Fair enough. But why can't a parent organization pressure Superintendent Carstarphen to have such college fairs that are sponsored and put on by APS schools? I don't think anyone expects the parents to do this...and they don't have the contacts to arrange it like the schools would anyway. 


Also, I think the complaint as given above was how NAHS handled the accessibility to the fair from other APS schools.
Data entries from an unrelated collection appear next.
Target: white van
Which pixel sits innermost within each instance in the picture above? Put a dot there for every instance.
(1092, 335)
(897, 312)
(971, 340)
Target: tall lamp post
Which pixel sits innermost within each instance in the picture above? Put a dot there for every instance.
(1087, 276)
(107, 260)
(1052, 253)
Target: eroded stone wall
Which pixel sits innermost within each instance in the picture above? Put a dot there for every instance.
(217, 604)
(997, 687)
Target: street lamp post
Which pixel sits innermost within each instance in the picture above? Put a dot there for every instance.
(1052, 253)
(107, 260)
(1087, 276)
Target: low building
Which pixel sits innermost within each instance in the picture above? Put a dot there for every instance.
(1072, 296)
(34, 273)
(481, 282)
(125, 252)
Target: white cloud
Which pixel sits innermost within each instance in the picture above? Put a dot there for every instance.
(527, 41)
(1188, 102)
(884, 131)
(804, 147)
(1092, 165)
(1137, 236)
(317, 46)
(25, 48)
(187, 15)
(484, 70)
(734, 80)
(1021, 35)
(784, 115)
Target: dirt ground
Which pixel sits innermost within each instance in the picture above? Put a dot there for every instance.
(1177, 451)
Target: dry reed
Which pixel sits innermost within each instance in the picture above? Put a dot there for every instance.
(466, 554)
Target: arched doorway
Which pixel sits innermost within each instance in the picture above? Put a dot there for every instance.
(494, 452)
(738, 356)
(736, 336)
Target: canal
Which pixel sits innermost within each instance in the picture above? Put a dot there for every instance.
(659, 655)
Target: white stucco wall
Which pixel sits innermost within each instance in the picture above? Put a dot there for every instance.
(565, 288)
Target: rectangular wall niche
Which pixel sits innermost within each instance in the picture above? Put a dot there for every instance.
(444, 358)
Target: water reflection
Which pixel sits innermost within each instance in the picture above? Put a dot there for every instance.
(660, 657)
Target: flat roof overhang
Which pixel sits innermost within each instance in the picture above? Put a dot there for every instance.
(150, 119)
This too is something that school district administrators should be handling, not parents, it seems to me.

booful98
booful98

@OriginalProf @booful98 The article said they DID open it up to every other school, but capped it at 30 kids and then it was UP TO THE SCHOOLS to decide how to allot the 30 spaces.

The parents at NAHS had nothing to do with who was chosen to attend from the other schools.

living-in-outdated-ed
living-in-outdated-ed

@booful98 @OriginalProf That's why what I said earlier was that it was not the parents who were at fault, but APS.    With so many schools at the college fair, it was right for APS to open it up.  But then, they should have moved it to a larger venue so that more kids could have access.  Instead, they punted, let the various schools come up with their own arbitrary selection criteria, and turned it into an event for the elite students.    So I'll say it again - the fault is not with the parents, but APS.  They turned an incredible opportunity into a major logistical screwup that disenfranchised many students.  Shouldn't have been that hard to figure out.

booful98
booful98

@OriginalProf @booful98 I still don't understand what happened. This college fair at NAHS was organized by the parents. Why were they supposed to be able to handle every junior and senior in the APS system? That is A LOT of kids. It could be logistical nightmare in parking alone.


So the question here is that the parents at NAHS can do nothing unless they make it available to every student at APS?



Kathy Brown
Kathy Brown

Bottom line: The parents at any school can pretty much organize and get permission from....the school PRINCIPAL. Now, let's think about this...what media outlet would LOVE to run a story about a school where the principal said NO to any activity like Post secondary education? Especially when Georgia has Move on when ready legislation, dual enrollment, the the BRIDGE Law?

Kathy Brown
Kathy Brown

@redweather If it is in Georgia, have you approached your School Council? What did they say? If it is a Title I school, did the school provide you with the opportunity to request that SOME of the Title I funds be used to organize and put on a college fair?